Republished from column authored by John Banzhaf
Categories: Commentary
I’d much rather we could sue them for continuing to promulgate the lie that the COVID “vaccines” are safe and effective.
The government, both state and federal is now in the kid feeding business because they have put forth the notion that it is no longer the responsibility of the procreators (formerly referred to as parents). Government kept kids home from school and convinced them that no place was safe from COVID so please dont go outside and interact with others. Even with schools closed, they send hot meals to homes using schoolbus drivers. Doesn’t that implicate government as well in the obesity epidemic?
I wouldn’t place blame on pediatricians for childhood obesity, I’d place it on parents and even more so on the food industry, the hustlers that sell the ‘food stuff’ and the government that refuses to regulate the industry.
Oh, I left out the soda industry. There are 12 teaspoons of sugar in 12 ounces of Coke. Kids are addicted to it. Too much sugar causes diabetes. Childhood obesity is tragic.
Good thing we are continuing on the journey of taking the parents entirely out of the loop in Vermont for any form of accountability, oversight or responsibility for their children.
Pink Floyd had it right, “ All in all, just another brick in the wall.”
All of this is getting out of hand.
Back in the ’70’s and ’80’s, there was more understanding of the need to consume whole foods, whole grains, legumes, etc., etc., etc.
Processed food, hormone disrupters, epigenetics… and of course it’s “too dangerous,” to let kids play outside on their own, or ride a bike across town. Besides, there’s all that homework, or better yet, TikTok. But hey, you can be healthy at any size, you fascist-adjacent fat-shamer!
Obesity is a ‘co-morbidity’ in medical terms, and a set up for other health issues like respiratory diseases — now by law- obesity cannot be a reason an employer doesn’t hire you.

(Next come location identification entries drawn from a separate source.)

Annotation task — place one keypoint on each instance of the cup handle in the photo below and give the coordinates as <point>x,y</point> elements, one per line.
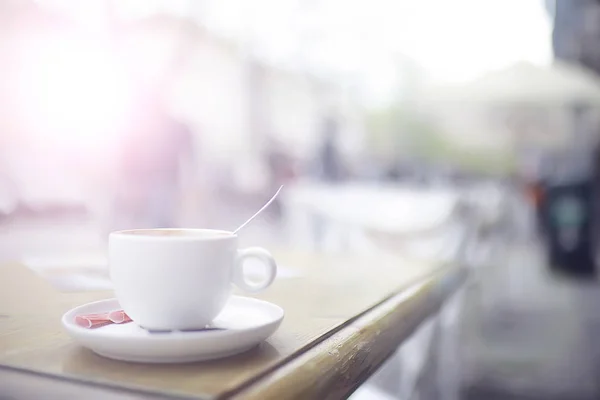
<point>242,281</point>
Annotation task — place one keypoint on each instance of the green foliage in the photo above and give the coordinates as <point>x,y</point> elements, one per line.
<point>399,132</point>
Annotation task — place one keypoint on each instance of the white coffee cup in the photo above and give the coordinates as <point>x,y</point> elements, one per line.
<point>180,279</point>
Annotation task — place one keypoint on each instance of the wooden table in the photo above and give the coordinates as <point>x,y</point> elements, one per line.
<point>344,316</point>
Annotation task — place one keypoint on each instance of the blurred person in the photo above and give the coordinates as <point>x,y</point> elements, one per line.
<point>156,165</point>
<point>281,168</point>
<point>331,167</point>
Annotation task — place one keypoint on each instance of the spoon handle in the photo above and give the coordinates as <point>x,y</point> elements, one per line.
<point>259,211</point>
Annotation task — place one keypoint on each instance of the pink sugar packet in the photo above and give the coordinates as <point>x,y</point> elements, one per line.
<point>91,321</point>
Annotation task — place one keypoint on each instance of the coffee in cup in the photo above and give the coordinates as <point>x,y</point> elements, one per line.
<point>180,279</point>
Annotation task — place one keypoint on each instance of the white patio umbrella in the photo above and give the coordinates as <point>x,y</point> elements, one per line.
<point>557,84</point>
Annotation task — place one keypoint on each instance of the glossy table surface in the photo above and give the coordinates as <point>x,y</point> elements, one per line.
<point>323,297</point>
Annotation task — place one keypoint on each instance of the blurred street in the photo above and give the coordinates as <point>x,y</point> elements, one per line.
<point>530,335</point>
<point>527,334</point>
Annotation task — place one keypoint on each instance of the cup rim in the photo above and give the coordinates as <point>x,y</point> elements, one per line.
<point>138,234</point>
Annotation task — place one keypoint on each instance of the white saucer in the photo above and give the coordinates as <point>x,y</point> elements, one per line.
<point>246,322</point>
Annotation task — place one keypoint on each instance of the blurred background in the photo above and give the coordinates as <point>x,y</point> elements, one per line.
<point>190,113</point>
<point>132,113</point>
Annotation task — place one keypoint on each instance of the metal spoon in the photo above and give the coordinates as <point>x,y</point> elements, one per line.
<point>259,211</point>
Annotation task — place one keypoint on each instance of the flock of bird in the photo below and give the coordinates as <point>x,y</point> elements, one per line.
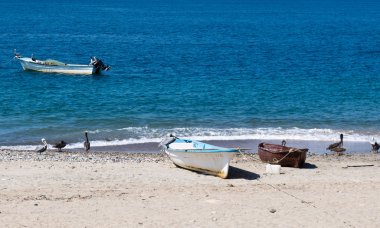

Have you checked out how many postal employees are hundreds of pounds overweight, and how many sick days they take?
The cause of respiratory illnesses is – by sheer weight alone on the lungs our breathing apparaturs – obesity and airborne particulates, or… masks.
The idiocy of ‘fixing what ain’t broke’ (a perfectly good respiratory system extant) in breathing by cutting down one’s oxygen intake 30% wearing a mask (now with proven lowering of IQ and OSHA’s warning of permanent brain damage due to oxygen deprivation from overuse of masking – or just the wrong kind of mask) – is the rotten apple at the core of this barrel of b.s. we are being fed about our health.
I was brought up to eat healthy, exercise, NOT to opt for a sedantary lifestyle, and look at the causes of illnesses by what I had taken into my body including mold, dust, pollen, and now, from chemtrails, carcinogenic particulates used to faciliate clouds.
Our health has been hijacked with so many lies, that the ONLY option is to opt out of the allopathic medicine snake oil sales pitch, and figure out that what goes into our bodies is what causes our health to be good or not, and that THAT is our own personal choice.
It doesn’t help the USFDA food being given to low income humans puts poisons into the body, and does not provide the greens and detoxing foods for our daily living health issues now.
Food, air, water are all toxic now to humans, and if we are not addressing detoxing daily, then we are …ill. Our bodies aren’t functioning at top levels.
As a former elite athlete, health 101 for top performance.